Fuller défend l'accès des femmes à tous les emplois au nom de l'exigence de "culture de soi" (Self-Culture). Pour cette figure du courant dit "transcendantaliste" de Thoreau et Emerson, le combat des femmes vise à déployer leurs facultés en les libérant des obstacles imposés par les hommes. Aussi prône-t-elle la "confiance en Dieu" plutôt que la confiance dans les hommes. Mais le divin n'est pas lointain : il s'agit de trouver Dieu en soi, et par là de retrouver la confiance en sa propre nature.
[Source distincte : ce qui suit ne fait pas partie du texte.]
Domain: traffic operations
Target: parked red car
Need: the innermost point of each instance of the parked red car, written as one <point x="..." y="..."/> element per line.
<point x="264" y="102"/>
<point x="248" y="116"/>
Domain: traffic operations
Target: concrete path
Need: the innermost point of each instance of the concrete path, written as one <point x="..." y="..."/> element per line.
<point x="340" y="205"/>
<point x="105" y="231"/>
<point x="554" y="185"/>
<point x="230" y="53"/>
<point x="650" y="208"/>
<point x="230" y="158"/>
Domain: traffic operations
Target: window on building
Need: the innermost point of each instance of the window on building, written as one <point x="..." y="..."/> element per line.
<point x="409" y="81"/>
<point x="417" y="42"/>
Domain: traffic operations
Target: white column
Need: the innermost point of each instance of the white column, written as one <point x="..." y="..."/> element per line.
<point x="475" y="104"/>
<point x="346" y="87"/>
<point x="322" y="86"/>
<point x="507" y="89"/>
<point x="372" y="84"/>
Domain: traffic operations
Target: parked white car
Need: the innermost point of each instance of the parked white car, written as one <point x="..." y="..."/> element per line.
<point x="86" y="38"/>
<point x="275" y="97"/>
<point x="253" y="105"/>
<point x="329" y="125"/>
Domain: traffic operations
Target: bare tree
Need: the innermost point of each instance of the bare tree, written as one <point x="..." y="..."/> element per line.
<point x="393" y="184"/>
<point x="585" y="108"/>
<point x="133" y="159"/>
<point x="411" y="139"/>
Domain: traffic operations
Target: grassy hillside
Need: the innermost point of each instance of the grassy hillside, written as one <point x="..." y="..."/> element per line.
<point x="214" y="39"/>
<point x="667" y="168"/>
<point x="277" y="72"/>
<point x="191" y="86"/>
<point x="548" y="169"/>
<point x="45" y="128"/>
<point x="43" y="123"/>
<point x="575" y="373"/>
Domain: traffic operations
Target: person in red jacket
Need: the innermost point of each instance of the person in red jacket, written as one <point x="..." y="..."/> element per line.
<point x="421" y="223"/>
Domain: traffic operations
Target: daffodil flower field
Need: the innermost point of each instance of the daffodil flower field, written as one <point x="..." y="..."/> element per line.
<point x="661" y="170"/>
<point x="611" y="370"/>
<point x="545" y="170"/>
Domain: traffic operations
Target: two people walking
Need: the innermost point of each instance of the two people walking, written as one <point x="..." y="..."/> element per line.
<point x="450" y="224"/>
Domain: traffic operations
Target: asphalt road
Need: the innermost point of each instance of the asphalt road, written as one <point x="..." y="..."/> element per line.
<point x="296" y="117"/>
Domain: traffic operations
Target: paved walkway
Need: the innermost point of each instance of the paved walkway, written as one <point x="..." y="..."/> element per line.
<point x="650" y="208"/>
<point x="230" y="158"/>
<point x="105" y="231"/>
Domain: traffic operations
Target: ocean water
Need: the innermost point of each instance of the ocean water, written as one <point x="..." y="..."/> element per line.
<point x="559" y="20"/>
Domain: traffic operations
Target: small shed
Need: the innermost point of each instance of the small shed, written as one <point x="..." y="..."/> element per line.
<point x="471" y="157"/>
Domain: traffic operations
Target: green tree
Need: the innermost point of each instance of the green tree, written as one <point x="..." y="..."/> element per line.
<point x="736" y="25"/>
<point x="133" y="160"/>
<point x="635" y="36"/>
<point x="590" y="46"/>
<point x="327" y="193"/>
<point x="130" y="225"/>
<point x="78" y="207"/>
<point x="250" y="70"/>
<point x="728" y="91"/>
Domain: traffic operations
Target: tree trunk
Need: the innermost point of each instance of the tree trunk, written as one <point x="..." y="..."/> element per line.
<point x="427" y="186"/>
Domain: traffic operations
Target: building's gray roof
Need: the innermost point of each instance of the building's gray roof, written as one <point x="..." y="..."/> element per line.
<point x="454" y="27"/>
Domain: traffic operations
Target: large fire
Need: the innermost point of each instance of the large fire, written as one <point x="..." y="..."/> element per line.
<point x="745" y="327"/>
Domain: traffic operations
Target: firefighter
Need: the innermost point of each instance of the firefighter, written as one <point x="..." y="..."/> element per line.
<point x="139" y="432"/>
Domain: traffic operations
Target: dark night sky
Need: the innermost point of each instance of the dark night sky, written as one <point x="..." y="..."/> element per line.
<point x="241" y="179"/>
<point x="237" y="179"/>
Et la guerre des sexes n'est pas souhaitable : pour Fuller, "l'idée de l'homme, si imparfaitement réalisée, l'a cependant été bien plus que l'idée de la femme", et "rien ne contribuera mieux à la réforme des fils de notre époque qu'une amélioration de la condition des filles".

Du cartésianisme de Poulain de la Barre au romantisme religieux de Fuller, la distance est grande. Mais une certaine idée de l'égalité les situe dans une histoire commune de l'émancipation. Et qui prétendra sérieusement que celle-ci est terminée ?

DE L'ÉGALITÉ DES DEUX SEXES. DE L'ÉDUCATION DES DAMES. DE L'EXCELLENCE DES HOMMES de François Poulain de la Barre. Présentation de Marie-Frédérique Pellegrin. Vrin, "Textes cartésiens", 426 p., 30 €.

DES FEMMES EN AMÉRIQUE (THE GREAT LAWSUIT) de Margaret Fuller. Traduction de l'anglais (Etats-Unis) et postface de François Specq. Rue d'Ulm éd., "Versions françaises", 116 p., 13 €.